Of course, the majority of assets in these plans are stock. So, when the stock market tanks, that creates a potential crisis in retirement plans. And if people have to postpone retirement, they don’t free up jobs, which makes the employment problem worse. And you’re quickly in an ugly cycle.
Since I’m 42, I’m decades away from retirement age. Still, it was painful to watch my 401 (k) holdings drop about 25 percent in 2008. I already felt I was behind in retirement savings, and now I was running in quicksand.
In the two years since, however, my assets have jumped more than 40 percent. Phew!
Overall, this comeback is fairly typical. In a report from November, the Employee Benefit Research Institute found that 401 (k) retirement accounts fell 27.8 percent in 2008 before rising 31.9 percent in 2009. A similar figure for 2010 wasn’t available.

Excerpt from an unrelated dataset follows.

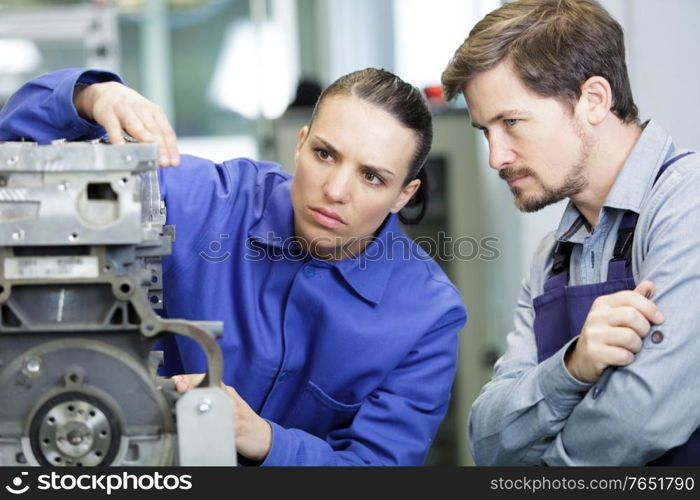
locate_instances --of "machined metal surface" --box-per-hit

But that rising tide was felt differently across age groups. For instance, for people between the ages of 56 and 65 who have been in 401 (k) plans for 30 years, only 70 percent had more in 2009 in their accounts than they did in 2007. By comparison, for people between the ages of 26 and 35 who had been in their plan less than four years, more than 95 percent are ahead of where they were in 2007.
There are a variety of factors for that, the institute found, including the fact that workers in their 60s tend to be making withdrawals from their accounts. Younger workers, who typically have smaller account balances, tend to see their account rise because of contributions they’re making as well as stock market growth, whereas older workers’ balances, which are usually larger, are more dependent on the stock market for any increase.

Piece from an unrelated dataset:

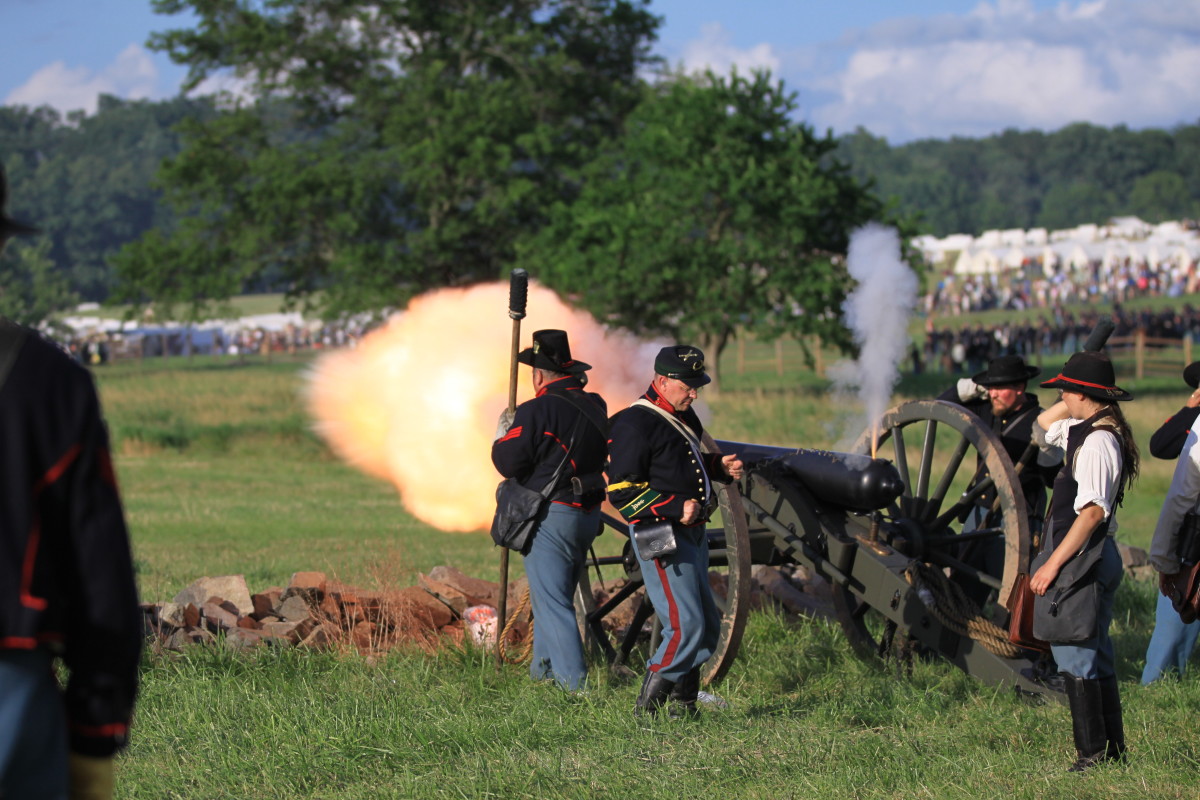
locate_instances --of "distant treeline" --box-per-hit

“A lot of people had a very negative experience,” VanDerhei said. “But a lot of this was because they shot themselves in the foot.”
In a perfect world, our retirement savings wouldn’t be so complicated and wouldn’t require us to monitor them so closely. But they are, and so we should. And that’s another big lesson VanDerhei emphasized: Keep re-evaluating your plan. If nothing else, you can set up target dates that will automatically re-allocate your holdings as you age.
The final lesson, alas, requires throwing a wet blanket over whatever cause for celebration the rebounding stock markets have given us. Because, as VanDerhei noted, just because your 401 (k) has come back from the dead, it doesn’t mean you’re adequately prepared for retirement: Close to half of the baby boomer generation is considered to be “at risk” for not having enough socked away for retirement.
“Even if the market decline hadn’t occurred, many of these people wouldn’t have been in a position to retire,” he said.
That’s a reminder of the most fundamental lesson when it comes to retirement: Save more now.